The EU has also released new versions of the SCCs, with a December 2022 deadline for repapering all existing agreements. The UK has issued its own version of an international transfer agreement known as the IDTA, or an alternative approach of a UK addendum to the EU SCCs. Deadlines for remediation in the UK are longer, and firms have until 2024.

This has had a significant consequence for financial services firms, which have had to start mass remediation programmes looking at the compliance of their data transfers outside the UK and EU.

It will be near-impossible to achieve zero risk when making an international transfer of personal data, and firms should therefore focus on risk management of the residual risk and using their TIAs/TRAs to assess this risk:

• Has the firm done everything to eliminate the risk to privacy? Can it encrypt the data so that it is not readable in the importing jurisdiction?
• Is there a UK/EU data centre option?
• How important, given the risk of non-compliance, is this data transfer to the organisation?

There is a glimmer of hope on the horizon. The European Commission and the United States have recently reached an agreement in principle for a Trans-Atlantic Data Privacy Framework — in effect, a Privacy Shield 2.0. This framework has not been formally passed, however, and there is little detail as yet on how the new framework will address the concerns raised by Schrems II.

Stress testing the firm's data breach response procedures

With reported security data breaches at an all-time high, financial services firms should be minded to dust off their data breach procedures and stress test them for when they — perhaps almost inevitably — find themselves the subject of a data breach.

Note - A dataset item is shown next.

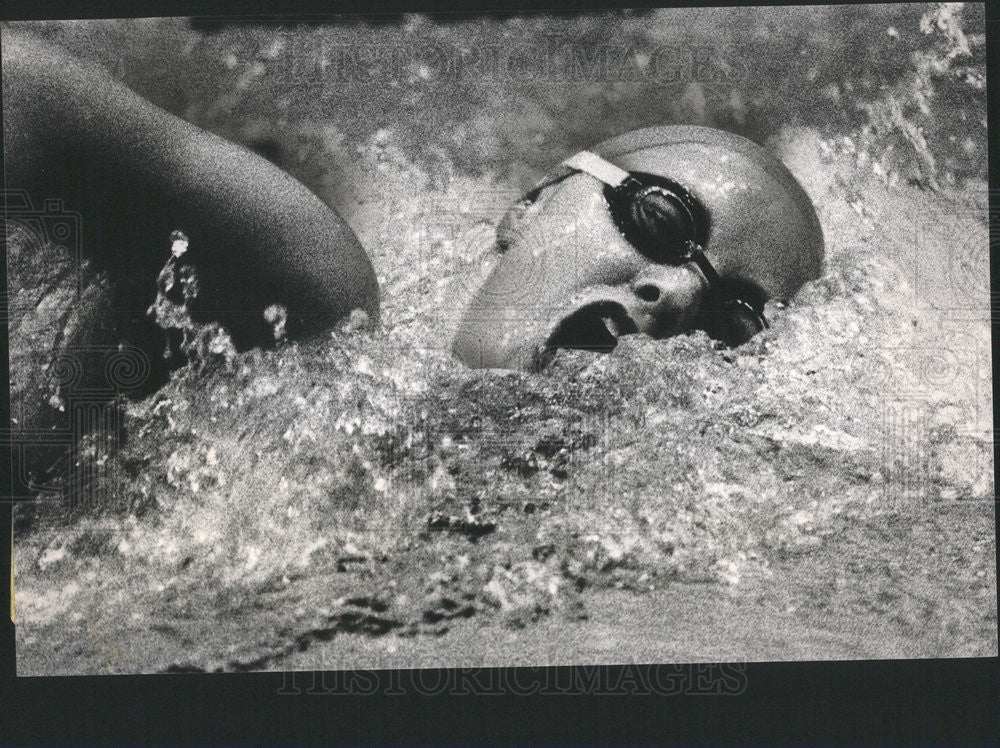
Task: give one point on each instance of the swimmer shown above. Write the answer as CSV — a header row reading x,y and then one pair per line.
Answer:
x,y
661,231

Prevention will always be better than cure, but a properly managed data breach could offset the potential losses flowing from a breach.

Points for consideration when looking at the firm's data breach policies and procedures are:

• Assessing whether a breach is material enough for notification is rarely a straightforward decision, and firms could be minded to draw up their own internal guidelines as to what, in their view, would be notifiable in terms of numbers and types of data in advance.
• Considering wider reporting obligations such as contractual obligations and requirements under an applicable insurance policy.
• Identifying any "key personnel" whose absence in the event of a data breach would affect the firm's ability to respond appropriately.